A extrema correção dos mercados começa a criar as primeiras brechas. Numa carta aos clientes, a gestora H20 (filiada da Natixis IM) pediu desculpa aos seus investidores pelas significativas perdas da última semana. Segundo publicaram vários meios internacionais como a Bloomberg ou o Financial Times, várias estratégias da boutique registaram fortes quedas diárias na semana passada, na ordem dos dois dígitos, inclusive 30% numa única sessão.

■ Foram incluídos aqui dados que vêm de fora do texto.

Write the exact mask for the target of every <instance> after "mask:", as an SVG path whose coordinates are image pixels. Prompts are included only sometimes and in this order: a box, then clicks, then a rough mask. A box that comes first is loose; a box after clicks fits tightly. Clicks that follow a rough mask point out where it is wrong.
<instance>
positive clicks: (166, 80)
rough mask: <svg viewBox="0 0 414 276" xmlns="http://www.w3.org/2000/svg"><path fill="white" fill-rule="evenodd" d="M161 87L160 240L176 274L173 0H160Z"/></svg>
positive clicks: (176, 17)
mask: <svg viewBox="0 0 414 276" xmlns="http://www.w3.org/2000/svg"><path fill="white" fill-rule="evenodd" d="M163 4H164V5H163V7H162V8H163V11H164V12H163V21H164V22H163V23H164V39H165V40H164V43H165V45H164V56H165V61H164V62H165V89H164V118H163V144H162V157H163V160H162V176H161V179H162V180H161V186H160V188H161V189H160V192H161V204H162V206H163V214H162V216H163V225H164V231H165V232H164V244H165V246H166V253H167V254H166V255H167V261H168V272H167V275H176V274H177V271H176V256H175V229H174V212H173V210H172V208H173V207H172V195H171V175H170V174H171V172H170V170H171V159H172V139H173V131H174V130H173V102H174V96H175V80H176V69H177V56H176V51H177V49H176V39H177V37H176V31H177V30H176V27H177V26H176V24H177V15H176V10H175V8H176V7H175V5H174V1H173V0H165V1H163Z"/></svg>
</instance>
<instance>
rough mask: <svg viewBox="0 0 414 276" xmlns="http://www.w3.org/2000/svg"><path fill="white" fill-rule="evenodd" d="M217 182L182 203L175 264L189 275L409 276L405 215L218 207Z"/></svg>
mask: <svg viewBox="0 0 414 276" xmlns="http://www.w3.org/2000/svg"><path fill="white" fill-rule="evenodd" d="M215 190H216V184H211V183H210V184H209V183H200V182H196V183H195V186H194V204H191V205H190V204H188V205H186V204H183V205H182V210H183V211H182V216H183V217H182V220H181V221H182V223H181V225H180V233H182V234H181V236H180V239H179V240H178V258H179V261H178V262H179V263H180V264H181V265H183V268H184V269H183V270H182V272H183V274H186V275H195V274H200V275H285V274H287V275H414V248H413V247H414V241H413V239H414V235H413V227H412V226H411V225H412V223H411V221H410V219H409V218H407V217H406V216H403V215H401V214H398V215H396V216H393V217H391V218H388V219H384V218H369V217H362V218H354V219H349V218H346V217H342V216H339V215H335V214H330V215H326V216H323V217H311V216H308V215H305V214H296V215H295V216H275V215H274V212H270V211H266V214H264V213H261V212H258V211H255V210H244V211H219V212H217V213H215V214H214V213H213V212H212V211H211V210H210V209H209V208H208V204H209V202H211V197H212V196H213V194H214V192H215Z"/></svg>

Face a isso, a gestora afirma que os ativos líquidos dos fundos se mostraram mais estáveis do que em 2019, quando a entidade se viu envolta numa crise de confiança.

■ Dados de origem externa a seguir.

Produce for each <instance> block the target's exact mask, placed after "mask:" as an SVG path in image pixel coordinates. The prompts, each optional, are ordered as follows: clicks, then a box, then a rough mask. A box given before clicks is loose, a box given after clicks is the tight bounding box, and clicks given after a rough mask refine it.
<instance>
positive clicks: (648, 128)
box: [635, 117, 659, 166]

Se 2008 foi uma crise de liquidez, 2011 de volatilidade e 2016 de convexidade, 2020 está a ser uma combinação dos três choques”, afirmam na carta, disponível na sua página web. Isto fez com que a sua gestão de risco se tenha tornado mais difícil perante os repetidos vaivéns do mercado. “Nenhum modelo pode prever e gerir choques tão repetitivos e a nossa análise qualitativa prévia à crise não antecipou este resultado. As nossas coberturas não funcionaram como o esperado, especialmente nas divisas”, explica.

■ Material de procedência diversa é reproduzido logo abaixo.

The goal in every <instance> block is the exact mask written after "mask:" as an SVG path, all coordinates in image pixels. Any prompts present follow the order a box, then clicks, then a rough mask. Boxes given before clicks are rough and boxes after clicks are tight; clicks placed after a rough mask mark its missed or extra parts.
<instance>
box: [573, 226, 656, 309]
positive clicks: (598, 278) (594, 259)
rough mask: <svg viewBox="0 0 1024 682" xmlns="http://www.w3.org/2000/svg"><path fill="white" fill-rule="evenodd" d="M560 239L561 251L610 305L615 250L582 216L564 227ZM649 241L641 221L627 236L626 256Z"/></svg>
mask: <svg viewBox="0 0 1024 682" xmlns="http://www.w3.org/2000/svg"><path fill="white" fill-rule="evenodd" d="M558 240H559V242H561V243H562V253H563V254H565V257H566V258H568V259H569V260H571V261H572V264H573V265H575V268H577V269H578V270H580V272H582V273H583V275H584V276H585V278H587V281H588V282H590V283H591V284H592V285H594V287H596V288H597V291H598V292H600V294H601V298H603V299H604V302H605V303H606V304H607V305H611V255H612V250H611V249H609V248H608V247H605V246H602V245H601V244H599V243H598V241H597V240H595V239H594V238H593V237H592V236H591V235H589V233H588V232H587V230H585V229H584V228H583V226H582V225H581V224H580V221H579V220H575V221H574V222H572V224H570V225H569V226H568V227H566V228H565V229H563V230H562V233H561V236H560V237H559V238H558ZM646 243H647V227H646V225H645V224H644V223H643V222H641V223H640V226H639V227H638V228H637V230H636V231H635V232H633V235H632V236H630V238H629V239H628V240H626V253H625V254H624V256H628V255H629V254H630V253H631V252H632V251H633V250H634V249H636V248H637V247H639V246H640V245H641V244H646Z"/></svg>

Segundo justificam no comunicado, a convexidade do mercado está a impactar severamente os fundos. Ou seja, movimentos muito acelerados tanto nas quedas como nas subidas. “A diferença entre as nossas posições longas de risco (ativos volatéis e subvalorizados) e os nossos curtos risk off (ativos menos voláteis e sobrevalorizados) aumentou”, contam. No conjunto das obrigações globais, a queda está mais ou menos repartida por igual entre as obrigações soberanas e as moedas.
Agora a gestora centra-se em dois objetivos. Primeiro e mais importante, reduzir os riscos. É o que fizeram depois da queda nos ativos líquidos do fundo e o aumento da volatilidade e correlação das suas posições. Segundo manter a capacidade de recuperação dos fundos o mais ampla possível. “É importante recordar que as correlações se normalizam antes dos preços dos ativos começarem a valorizar-se, o que será crítico para a recuperação das nossas estratégias de valor relativo quando a crise atual se dissipar”, insistem.